Some students claim they were not informed about the change in venue

Confusion reigned among students appearing for the Undergraduate National Eligibility-cum-Entrance Test (UG-NEET) in one examination centre in Bangalore on Saturday. A number of students there complained that they had not been intimated about the change of centre and that they spent some anxious moments before they reached the new venue, and that too late.

The UG-NEET examination for admission to MBBS and BDS courses was held in five cities in Karnataka on Saturday. Across India, it was held on May 5, but it was postponed in the State in view of the Assembly elections on that day.
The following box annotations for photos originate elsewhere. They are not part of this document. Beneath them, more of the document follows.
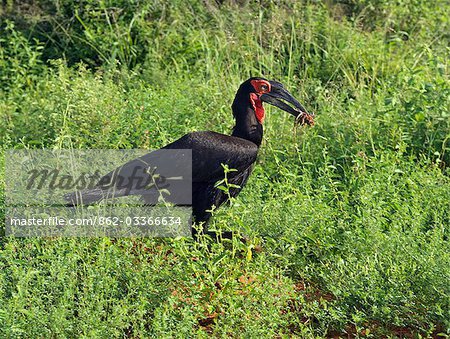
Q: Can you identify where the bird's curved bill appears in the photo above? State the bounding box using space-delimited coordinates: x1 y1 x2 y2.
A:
260 81 314 125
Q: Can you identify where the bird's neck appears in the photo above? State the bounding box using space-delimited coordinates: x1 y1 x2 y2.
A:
231 107 263 146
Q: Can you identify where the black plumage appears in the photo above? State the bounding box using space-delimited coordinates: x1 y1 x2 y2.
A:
66 78 312 239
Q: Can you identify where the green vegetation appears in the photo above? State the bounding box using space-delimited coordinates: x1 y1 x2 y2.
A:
0 0 450 338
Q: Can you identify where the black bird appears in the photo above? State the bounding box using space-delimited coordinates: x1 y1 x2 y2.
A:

Confusion prevailed at Kendriya Vidyalaya Hebbal, Sadashivnagar, a few hours before the examination commenced because some students and parents were unsure of the examination centre for UG-NEET. However, a notice outside the school said that the examination centre had been changed and it would be held at Kendriya Vidyalaya MEG & Centre on Kamaraj Road. So, many of them who went to the Sadashivnagar centre had to rush to the centre on Kamaraj Road, and the challenge was to reach the venue on time. While some of them managed to reach on time, many reached late. Uma S., a parent, was extremely disappointed, “We were not given any notice. We went to the Kendriya Vidyalaya Hebbal in Sadashivnagar, and then rushed to the one on Kamaraj Road. I am very upset as it is the responsibility of the authorities concerned to inform all the candidates about the change of the examination centre. We have no Internet connection and it is very difficult for us to get information if it is posted only online. We live in Bagepalli, so we are not even familiar with Bangalore. I have no belief in NEET-UG because of all the confusion created today.”
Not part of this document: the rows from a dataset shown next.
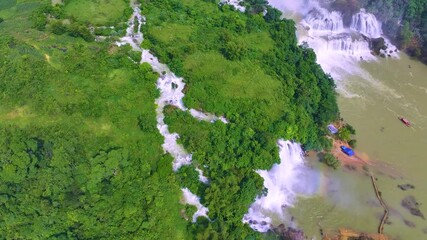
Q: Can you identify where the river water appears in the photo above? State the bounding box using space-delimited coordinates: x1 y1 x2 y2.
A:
269 0 427 240
291 54 427 239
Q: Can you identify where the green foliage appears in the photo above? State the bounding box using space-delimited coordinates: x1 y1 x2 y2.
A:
322 153 341 169
49 20 67 35
0 0 338 239
0 21 189 239
68 23 95 42
360 0 427 62
142 0 338 239
400 21 413 45
64 0 132 26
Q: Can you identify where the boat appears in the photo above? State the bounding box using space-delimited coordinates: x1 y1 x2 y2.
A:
399 117 411 127
341 146 354 157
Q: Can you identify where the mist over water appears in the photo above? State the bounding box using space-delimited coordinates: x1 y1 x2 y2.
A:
269 0 400 98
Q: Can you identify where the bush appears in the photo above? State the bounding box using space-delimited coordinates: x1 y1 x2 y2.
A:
323 153 341 169
348 139 357 148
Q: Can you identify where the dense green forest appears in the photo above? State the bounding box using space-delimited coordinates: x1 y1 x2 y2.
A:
142 0 338 239
0 0 338 239
333 0 427 63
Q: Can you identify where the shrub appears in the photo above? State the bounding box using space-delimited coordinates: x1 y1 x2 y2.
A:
323 153 341 169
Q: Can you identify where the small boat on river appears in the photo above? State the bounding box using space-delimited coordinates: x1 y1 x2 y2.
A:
399 117 411 127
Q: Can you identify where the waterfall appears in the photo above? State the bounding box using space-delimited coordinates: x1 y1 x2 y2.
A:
350 8 382 38
243 140 320 232
305 8 344 32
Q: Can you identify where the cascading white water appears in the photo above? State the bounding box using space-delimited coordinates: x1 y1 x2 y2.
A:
243 140 320 232
269 0 398 97
350 8 383 38
305 8 344 32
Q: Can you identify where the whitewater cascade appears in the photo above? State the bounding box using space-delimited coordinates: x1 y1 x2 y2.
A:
243 140 320 232
116 3 228 222
269 0 399 97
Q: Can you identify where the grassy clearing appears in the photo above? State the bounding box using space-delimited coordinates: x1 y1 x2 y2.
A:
65 0 128 25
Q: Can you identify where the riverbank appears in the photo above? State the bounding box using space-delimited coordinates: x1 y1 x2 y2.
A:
322 228 390 240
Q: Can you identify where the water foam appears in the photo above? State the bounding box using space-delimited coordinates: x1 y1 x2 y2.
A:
243 140 321 232
117 5 227 172
269 0 399 98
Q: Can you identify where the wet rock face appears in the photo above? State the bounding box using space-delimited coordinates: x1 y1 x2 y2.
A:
369 37 387 55
348 234 374 240
273 224 306 240
401 196 425 219
397 183 415 191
While most parents mentioned being notified about the change in the venue of examination through an email and an SMS, Sarala Jayaramya said: “My daughter reached the centre half-an-hour late because of the last-minute change in the examination centre. It definitely created tension for her, but the officials let her enter the examination hall late. I had not got any message on my phone.” However, Suzy Medappa, another parent, had a different story to narrate, “We got an email a week ago and there was no confusion for my daughter.”

Adding to chaos

To add to the plight of the students, they were asked to bring a postcard-sized photograph in the last minute. Most of the students complained of being unaware of this as it was not mentioned on the admit card. Students had already submitted a passport-sized photograph while submitting the application form.

“There was a message on the website that asked us to bring a postcard-sized photograph, however, it was not mentioned on the admit card,” said Tvisha Ijner, a student at the Sadguru Sainath International School centre.
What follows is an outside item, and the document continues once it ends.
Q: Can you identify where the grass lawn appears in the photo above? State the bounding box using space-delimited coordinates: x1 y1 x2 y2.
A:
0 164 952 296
Ravi Shah said: “I was unaware that I should bring a larger photograph so I had to run around looking for a shop. I reached late because of this confusion.” While the last-minute requirement for a postcard-sized photograph did create chaos, there were some parents and students who were glad that the officials concerned had arranged for a photographer at the examination centre.

Although candidates faced problems reaching the centre, most of them said they had done well in the examination.